As with MONDO CANE, MONDO PAZZO does an amazing job weaving clip into the next clip by matching a theme or idea, and by the end of the movie the filmmakers have literally done this 75 to 100 times.  Think the telephone game, but this version starts with dog shows and wig makers and ends with chicks puking paint onto a canvas and Liszt’s Hungarian Rhapsody being accompanied by a group of men being slapped in the face as accompaniment.

I don’t want to steer anyone wrong, there is some disturbing tidbits in MONDO PAZZO as well.  A scene of a buddhist setting himself on fire sets the bar high for shock value, although I’m not too sure if it was real and Rage Against the Machine’s eponymous album was way fucking cooler looking.  But ol’ burning Buddha B is topped by an animal death onslaught beginning with hundreds of dead and suffering white flamingoes across a raped landscape in Africa that has been poisoned by all of the waste from a recently built soda factory.  Next it’s bird fighting in China, one lil’ guy has been fed graciously in a cage next to another bird who has been starved for two weeks.  And when they both get into the same cage you get Floyd Mayweather versus his girlfriend, but the bird’s outcome isn’t 90 days in jail and Justin Bieber hanging in your posse, it’s death.  After that is Beta fish fighting, some might not be too irked by this, but I had a Beta once that I enjoyed in it’s 10 square inch fishbowl full of murky water so this scene made me a little squeamish.  

MONDO PAZZO is a heady watch, and I could watch it repeatedly for the continual onslaught of taught humor, goofy 1960’s imagery, and a stellar soundtrack reminiscent of the lush orchestrations of Les Baxter.    

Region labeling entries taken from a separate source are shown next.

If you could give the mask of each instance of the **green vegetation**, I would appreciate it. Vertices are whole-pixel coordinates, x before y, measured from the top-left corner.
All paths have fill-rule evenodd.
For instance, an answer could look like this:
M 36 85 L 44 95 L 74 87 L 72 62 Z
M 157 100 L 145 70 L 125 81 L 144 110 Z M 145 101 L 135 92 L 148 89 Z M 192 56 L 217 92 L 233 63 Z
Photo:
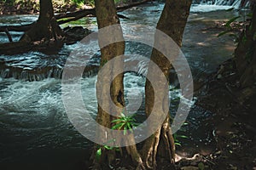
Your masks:
M 124 129 L 125 135 L 127 133 L 127 130 L 130 130 L 131 133 L 132 133 L 132 128 L 137 126 L 136 119 L 133 116 L 134 115 L 125 115 L 123 111 L 119 118 L 112 121 L 112 123 L 116 123 L 112 127 L 112 129 Z

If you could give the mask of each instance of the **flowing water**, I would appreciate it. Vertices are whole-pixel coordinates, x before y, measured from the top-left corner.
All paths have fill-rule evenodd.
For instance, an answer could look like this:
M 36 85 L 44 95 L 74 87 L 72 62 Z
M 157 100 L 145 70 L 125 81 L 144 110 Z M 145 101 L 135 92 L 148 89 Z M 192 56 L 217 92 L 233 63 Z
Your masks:
M 193 5 L 185 29 L 182 50 L 189 60 L 195 82 L 204 80 L 213 72 L 220 63 L 231 57 L 234 49 L 230 37 L 218 38 L 219 30 L 207 28 L 214 26 L 215 21 L 232 18 L 237 14 L 236 11 L 223 10 L 230 6 L 215 6 Z M 131 19 L 121 21 L 124 32 L 129 33 L 126 31 L 131 27 L 134 31 L 140 29 L 140 25 L 155 26 L 162 8 L 163 4 L 148 3 L 122 12 Z M 37 17 L 4 16 L 0 17 L 0 21 L 1 25 L 27 24 L 36 20 Z M 83 19 L 73 25 L 96 30 L 95 19 Z M 22 35 L 10 33 L 14 40 L 18 40 Z M 0 33 L 0 42 L 8 42 L 3 33 Z M 4 167 L 3 169 L 22 166 L 22 169 L 75 169 L 84 165 L 84 160 L 90 155 L 88 148 L 92 143 L 73 128 L 66 115 L 61 99 L 61 78 L 63 65 L 70 54 L 75 50 L 82 54 L 90 54 L 90 59 L 82 78 L 82 94 L 87 110 L 96 116 L 97 103 L 95 84 L 100 61 L 98 47 L 90 48 L 93 53 L 85 48 L 86 44 L 78 42 L 64 46 L 58 54 L 54 54 L 29 52 L 14 56 L 0 55 L 0 168 L 1 166 Z M 149 58 L 151 48 L 126 42 L 125 54 Z M 145 63 L 138 63 L 137 67 L 138 71 L 145 71 Z M 133 93 L 134 95 L 141 93 L 143 96 L 144 83 L 145 78 L 140 74 L 125 73 L 126 93 Z M 171 112 L 173 113 L 181 97 L 180 90 L 172 89 L 170 97 Z M 137 111 L 142 116 L 143 113 L 143 105 Z M 184 133 L 192 141 L 184 140 L 183 145 L 190 145 L 191 148 L 192 144 L 195 147 L 185 154 L 195 153 L 201 145 L 212 143 L 210 131 L 198 130 L 201 121 L 211 114 L 196 105 L 192 106 L 188 118 L 189 127 L 182 130 L 187 131 Z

Blake and Jimmy’s Extreme-O-Gauge!

Violence/Gore: 2 out of 5, not crazy by todays standards but I bet this got some 60’s cocks up in knots!
Rape: 0 out of 0 
Animal Death: 3 out of 5, I’m always sensitive on this shit, but it wasn’t the worst by far.
Necrophilia: 0 out of 0, not even necrophagia either!
Torture: 0 ouf of 0
Overall Movie: 5 out of 5, not putting up scores on the Extreme-O-Gauge but MONDO PAZZO fucking rules!